I recognize that in general, the leaders of a company are the folks who are either selected by, or are the investors or founders, but at the end of the day, the impact that those investors or founders can have is strongly limited by the talent they can attract.

The entire tech industry is a shit show from a human rights perspective because of the ongoing imbalance between the folks who are making decisions, and the folks who are executing those decisions (see: the coinbase affair, the recent Uber ad spend revelations building off disclosures by other adtech researchers, the whole mess with Susan Fowler, the way Timnit Gebru was fired, and any number of issues that seem to come up on a weekly basis)

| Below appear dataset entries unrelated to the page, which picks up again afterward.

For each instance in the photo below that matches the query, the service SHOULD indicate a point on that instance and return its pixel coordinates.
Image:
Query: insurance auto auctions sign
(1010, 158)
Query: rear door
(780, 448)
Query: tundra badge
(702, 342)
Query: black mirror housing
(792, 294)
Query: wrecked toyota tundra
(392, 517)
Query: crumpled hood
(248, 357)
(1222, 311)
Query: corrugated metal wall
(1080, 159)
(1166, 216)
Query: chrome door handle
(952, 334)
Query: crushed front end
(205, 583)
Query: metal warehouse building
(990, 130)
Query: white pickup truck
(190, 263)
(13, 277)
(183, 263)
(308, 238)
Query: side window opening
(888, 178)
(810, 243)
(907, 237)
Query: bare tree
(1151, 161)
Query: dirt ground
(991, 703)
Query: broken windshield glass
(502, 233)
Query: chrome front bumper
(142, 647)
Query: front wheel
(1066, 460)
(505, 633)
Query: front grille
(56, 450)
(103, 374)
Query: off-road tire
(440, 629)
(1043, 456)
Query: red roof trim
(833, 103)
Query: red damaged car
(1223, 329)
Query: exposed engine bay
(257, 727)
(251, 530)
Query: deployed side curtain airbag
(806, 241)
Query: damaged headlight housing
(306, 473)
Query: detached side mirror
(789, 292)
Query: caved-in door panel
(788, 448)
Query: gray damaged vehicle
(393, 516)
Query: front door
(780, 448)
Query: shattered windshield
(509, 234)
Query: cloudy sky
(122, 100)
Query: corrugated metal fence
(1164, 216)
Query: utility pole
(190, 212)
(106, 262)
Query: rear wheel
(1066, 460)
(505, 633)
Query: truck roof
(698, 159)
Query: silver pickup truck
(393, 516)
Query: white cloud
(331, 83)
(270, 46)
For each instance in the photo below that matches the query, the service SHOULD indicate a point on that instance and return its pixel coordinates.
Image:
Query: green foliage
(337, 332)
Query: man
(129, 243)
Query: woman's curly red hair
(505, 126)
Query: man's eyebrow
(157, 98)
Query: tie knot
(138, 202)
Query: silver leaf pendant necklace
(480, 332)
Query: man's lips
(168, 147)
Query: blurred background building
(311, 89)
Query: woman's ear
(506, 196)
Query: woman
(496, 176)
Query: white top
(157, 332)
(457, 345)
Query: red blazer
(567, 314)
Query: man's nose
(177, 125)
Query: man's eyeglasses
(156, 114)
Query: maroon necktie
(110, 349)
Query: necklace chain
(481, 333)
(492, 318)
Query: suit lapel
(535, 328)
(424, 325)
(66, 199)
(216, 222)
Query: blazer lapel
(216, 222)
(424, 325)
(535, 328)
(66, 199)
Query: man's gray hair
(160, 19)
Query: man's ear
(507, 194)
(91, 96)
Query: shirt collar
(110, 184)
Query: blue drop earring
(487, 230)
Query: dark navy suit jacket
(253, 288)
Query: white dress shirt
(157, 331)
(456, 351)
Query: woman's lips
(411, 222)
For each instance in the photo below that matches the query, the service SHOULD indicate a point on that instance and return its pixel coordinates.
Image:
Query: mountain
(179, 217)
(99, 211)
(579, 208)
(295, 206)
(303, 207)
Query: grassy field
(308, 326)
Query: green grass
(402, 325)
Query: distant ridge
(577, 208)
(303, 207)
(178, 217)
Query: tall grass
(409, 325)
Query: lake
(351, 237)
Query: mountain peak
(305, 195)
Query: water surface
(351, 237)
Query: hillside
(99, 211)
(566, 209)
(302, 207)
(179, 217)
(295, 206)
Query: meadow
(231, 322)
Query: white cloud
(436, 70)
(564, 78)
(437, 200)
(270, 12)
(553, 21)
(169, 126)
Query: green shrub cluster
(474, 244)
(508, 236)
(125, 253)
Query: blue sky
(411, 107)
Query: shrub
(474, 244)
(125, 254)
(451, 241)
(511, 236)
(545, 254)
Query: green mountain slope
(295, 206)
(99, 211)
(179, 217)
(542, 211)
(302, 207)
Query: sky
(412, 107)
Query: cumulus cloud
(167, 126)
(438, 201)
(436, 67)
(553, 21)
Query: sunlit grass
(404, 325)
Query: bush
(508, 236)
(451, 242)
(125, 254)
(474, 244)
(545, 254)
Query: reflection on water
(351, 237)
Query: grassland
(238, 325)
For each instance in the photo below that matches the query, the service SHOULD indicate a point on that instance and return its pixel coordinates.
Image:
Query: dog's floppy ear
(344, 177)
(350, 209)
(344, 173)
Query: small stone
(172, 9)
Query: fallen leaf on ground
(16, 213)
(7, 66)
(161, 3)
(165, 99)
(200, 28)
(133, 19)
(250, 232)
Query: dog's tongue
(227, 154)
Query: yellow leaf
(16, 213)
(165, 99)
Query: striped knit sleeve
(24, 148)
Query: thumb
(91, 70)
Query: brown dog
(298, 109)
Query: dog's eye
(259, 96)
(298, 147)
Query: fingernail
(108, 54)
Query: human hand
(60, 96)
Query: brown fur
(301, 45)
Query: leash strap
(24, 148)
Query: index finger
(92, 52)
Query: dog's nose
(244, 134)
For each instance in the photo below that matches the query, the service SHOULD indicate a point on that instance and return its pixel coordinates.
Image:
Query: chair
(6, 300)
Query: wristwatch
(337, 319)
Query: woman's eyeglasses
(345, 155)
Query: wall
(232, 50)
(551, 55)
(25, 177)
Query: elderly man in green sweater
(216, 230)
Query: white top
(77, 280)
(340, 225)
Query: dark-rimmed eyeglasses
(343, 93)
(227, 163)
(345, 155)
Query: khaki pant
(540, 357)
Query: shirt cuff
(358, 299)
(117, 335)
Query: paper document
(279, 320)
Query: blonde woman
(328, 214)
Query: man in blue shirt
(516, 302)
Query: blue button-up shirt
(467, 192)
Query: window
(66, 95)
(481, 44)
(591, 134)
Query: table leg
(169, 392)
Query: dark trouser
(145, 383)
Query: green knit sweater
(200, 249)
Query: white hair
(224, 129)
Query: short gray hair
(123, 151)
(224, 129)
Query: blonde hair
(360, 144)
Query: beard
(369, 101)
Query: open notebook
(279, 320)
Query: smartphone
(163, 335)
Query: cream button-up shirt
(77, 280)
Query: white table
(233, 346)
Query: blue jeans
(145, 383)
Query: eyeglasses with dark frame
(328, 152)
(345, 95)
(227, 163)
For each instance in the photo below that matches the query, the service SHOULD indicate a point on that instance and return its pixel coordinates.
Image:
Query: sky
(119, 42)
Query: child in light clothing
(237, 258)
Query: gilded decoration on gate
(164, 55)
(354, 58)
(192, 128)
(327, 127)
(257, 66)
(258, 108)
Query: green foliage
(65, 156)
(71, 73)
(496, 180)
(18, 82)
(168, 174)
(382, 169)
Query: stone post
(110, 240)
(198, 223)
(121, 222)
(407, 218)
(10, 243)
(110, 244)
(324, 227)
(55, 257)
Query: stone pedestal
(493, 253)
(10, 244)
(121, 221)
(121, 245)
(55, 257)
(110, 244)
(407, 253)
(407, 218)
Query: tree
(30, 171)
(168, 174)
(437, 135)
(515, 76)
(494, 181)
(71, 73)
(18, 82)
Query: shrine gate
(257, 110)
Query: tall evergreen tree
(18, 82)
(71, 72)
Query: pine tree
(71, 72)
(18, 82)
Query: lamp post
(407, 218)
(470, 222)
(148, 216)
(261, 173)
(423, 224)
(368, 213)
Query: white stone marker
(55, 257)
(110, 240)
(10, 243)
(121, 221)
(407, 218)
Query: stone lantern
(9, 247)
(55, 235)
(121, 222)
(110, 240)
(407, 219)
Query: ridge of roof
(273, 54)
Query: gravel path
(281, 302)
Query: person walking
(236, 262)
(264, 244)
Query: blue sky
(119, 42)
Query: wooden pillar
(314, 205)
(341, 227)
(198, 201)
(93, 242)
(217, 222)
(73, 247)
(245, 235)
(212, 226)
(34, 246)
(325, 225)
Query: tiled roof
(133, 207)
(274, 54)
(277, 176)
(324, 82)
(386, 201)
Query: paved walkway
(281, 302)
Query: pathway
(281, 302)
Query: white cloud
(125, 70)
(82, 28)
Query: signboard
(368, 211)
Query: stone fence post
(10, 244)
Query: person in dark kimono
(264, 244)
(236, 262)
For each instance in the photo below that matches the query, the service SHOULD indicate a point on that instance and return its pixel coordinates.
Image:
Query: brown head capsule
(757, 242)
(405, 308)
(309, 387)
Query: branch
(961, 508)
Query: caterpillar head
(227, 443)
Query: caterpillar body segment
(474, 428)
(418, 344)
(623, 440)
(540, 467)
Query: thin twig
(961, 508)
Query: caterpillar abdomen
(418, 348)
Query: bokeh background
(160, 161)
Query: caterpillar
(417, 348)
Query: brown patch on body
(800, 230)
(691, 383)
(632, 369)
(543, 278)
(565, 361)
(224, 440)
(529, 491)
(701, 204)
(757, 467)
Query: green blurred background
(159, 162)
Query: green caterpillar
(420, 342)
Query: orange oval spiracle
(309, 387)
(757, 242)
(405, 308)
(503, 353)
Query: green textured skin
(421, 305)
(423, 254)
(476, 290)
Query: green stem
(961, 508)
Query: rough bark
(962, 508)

Unions can be problematic, but it is blatantly clear that tech investors and founders are basically the robber barons of our generation. In the pursuit of power and profit they have advanced us towards the type of cyberpunk dystopias most of the folks posting on this forum grew up reading, and most of the people posting here are the cogs that enable some of the atrocious privacy and human rights violations that are happening on the regular.

I am a strong believer in the role that unions play because I grew up in a community where unions literally saved lives because managers at a smelter wanted to maximize profits and workers didn't want to die from a massive cauldron of liquid copper or zinc exploding on them, or wanted effective safety gear when prying plates of zinc deposit from cathodes. It may not be quite the same degree of physical risk, but the folks who screen objectionable content on social media platforms certainly deserve protections. Gig economy workers deserve protections. Startup employees deserve protection. If government regulation isn't doing the job, then unions are the natural organizations to step in, as they have during some of the most prosperous times in history.

Virtually all of the concerns that folks have about shitty unions (and shitty leadership) can be solved through transparency, but it is incumbent on the leaders selected by constituents of those groups (union members and investors/founders/executives) to choose transparency.